Probability of Economic Hardship among Low-Income Households

Key Findings:

    • Low-income households with proximate access to payday loans are 5.3 percentage points more likely to experience economic hardship, where hardship is defined as being unable to pay mortgage, rent or utilities bills, delaying needed medical or dental care, or cutting meals due to lack of money. 
    • Prior to the emergence and growth of payday lending, low-income households in these areas show small and statistically insignificant differences in economic hardship. 


Using geographic differences in the availability of payday loans, I estimate the real effects of credit access among low-income households. Payday loans are small, high interest rate loans that constitute the marginal source of credit for many high risk borrowers. I find no evidence that payday loans alleviate economic hardship. To the contrary, loan access leads to increased difficulty paying mortgage, rent and utilities bills. The empirical design isolates variation in loan access that is uninfluenced by lenders’ location decisions and state regulatory decisions, two factors that might otherwise correlate with economic hardship measures.
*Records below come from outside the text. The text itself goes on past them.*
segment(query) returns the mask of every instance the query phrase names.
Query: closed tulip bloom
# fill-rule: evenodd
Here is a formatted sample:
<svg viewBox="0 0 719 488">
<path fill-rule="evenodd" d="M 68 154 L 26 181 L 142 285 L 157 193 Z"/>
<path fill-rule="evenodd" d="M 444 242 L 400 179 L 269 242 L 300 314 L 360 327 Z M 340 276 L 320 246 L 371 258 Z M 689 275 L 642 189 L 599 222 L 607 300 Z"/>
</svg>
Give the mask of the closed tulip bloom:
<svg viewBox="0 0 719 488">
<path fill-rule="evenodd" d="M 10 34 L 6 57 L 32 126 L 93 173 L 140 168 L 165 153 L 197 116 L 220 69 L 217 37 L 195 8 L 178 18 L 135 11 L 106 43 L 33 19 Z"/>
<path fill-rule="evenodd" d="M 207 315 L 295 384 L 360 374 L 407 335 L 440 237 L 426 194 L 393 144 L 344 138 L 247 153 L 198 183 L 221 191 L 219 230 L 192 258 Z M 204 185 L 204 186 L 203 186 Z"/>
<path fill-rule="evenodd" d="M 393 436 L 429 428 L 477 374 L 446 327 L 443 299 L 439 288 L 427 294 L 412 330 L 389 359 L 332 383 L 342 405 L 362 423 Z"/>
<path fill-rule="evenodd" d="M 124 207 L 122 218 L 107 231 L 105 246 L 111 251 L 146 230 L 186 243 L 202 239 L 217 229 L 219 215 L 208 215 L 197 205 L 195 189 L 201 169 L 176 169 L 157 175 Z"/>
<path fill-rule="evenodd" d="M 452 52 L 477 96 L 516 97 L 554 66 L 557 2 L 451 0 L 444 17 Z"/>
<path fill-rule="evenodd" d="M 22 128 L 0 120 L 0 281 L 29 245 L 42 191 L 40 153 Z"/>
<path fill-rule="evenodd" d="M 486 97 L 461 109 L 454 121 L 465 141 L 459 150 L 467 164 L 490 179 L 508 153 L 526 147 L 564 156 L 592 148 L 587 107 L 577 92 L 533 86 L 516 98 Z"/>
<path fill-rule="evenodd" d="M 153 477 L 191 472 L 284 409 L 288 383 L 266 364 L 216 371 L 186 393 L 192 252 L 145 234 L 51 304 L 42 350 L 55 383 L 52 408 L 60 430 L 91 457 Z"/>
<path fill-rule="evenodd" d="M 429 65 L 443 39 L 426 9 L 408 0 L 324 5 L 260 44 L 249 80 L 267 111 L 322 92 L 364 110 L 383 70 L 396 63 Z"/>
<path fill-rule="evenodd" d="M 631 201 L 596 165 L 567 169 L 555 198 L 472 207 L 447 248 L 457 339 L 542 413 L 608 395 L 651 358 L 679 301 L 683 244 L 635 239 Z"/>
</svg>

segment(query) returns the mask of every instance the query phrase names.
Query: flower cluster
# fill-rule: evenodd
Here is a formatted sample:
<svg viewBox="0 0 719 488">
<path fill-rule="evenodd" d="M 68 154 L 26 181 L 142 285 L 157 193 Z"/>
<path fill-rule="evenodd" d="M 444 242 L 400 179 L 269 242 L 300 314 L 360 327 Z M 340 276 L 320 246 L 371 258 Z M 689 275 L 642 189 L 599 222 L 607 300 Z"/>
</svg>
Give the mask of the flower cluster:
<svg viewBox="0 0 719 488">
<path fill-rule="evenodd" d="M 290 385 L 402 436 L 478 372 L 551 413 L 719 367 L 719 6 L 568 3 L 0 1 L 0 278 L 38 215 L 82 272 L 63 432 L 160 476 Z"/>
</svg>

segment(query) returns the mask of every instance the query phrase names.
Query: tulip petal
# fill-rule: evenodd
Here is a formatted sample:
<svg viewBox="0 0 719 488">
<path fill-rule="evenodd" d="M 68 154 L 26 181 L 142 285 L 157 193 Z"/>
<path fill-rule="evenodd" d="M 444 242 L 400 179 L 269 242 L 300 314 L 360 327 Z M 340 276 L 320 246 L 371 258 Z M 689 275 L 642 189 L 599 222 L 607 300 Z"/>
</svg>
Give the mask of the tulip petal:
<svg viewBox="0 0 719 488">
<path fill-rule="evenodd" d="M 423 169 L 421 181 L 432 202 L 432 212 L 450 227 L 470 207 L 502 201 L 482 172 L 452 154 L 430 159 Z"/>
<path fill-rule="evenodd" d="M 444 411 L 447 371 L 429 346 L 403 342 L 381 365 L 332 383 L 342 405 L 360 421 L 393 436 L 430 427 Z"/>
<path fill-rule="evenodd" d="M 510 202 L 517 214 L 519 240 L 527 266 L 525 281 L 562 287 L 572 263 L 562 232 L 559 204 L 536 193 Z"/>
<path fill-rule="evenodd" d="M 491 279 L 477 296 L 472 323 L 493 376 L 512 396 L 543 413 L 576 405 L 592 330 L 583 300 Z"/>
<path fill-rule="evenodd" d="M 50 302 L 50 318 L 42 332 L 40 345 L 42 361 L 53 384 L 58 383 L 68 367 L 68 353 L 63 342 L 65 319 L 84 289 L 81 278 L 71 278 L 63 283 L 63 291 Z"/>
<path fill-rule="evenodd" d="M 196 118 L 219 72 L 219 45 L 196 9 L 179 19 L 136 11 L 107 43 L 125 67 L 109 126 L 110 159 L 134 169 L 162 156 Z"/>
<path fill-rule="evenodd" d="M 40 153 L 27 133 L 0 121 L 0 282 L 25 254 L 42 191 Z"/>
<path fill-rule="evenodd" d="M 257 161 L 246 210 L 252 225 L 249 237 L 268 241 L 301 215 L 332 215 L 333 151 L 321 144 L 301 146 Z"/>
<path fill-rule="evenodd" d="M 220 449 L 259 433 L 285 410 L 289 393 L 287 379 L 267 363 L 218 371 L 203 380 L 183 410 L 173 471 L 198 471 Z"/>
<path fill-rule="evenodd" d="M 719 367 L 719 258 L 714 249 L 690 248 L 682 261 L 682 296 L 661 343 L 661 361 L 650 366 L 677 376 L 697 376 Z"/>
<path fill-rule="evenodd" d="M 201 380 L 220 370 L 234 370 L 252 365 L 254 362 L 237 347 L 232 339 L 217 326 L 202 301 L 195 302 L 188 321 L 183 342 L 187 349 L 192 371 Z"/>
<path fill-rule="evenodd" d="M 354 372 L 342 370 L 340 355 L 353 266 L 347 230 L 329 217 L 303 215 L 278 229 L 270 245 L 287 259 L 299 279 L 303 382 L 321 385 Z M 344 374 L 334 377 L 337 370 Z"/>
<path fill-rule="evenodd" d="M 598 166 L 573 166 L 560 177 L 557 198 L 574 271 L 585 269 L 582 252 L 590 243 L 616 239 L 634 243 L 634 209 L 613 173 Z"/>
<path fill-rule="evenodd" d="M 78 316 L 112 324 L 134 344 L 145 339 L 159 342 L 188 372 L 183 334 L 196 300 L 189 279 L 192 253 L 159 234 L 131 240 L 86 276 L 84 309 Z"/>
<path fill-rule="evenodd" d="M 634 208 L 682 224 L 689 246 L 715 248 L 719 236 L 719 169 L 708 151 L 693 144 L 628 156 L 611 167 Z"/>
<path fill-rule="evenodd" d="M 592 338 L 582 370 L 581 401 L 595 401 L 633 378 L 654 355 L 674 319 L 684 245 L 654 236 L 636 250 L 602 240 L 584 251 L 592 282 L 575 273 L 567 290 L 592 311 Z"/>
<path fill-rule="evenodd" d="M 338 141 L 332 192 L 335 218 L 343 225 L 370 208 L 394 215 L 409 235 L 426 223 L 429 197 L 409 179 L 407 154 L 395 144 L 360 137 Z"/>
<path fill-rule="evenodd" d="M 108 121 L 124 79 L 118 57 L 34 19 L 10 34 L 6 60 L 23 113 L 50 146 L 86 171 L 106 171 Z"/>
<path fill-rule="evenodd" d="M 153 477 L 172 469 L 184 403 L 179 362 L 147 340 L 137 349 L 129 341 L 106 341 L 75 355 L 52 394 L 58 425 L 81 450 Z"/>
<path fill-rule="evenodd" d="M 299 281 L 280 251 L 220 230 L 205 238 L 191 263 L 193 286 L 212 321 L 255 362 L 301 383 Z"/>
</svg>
Further analysis of differences in loan availability – over time and across income groups – rules out a number of alternative explanations for the estimated effects. Counter to the view that improving credit access facilitates important expenditures, the empirical results suggest that for some low-income households the debt service burden imposed by borrowing inhibits their ability to pay important bills.


Melzer, Brian T., The Real Costs of Credit Access: Evidence from the Payday Lending Market, Quarterly Journal of Economics, 126 (1), February 2011, 517–555.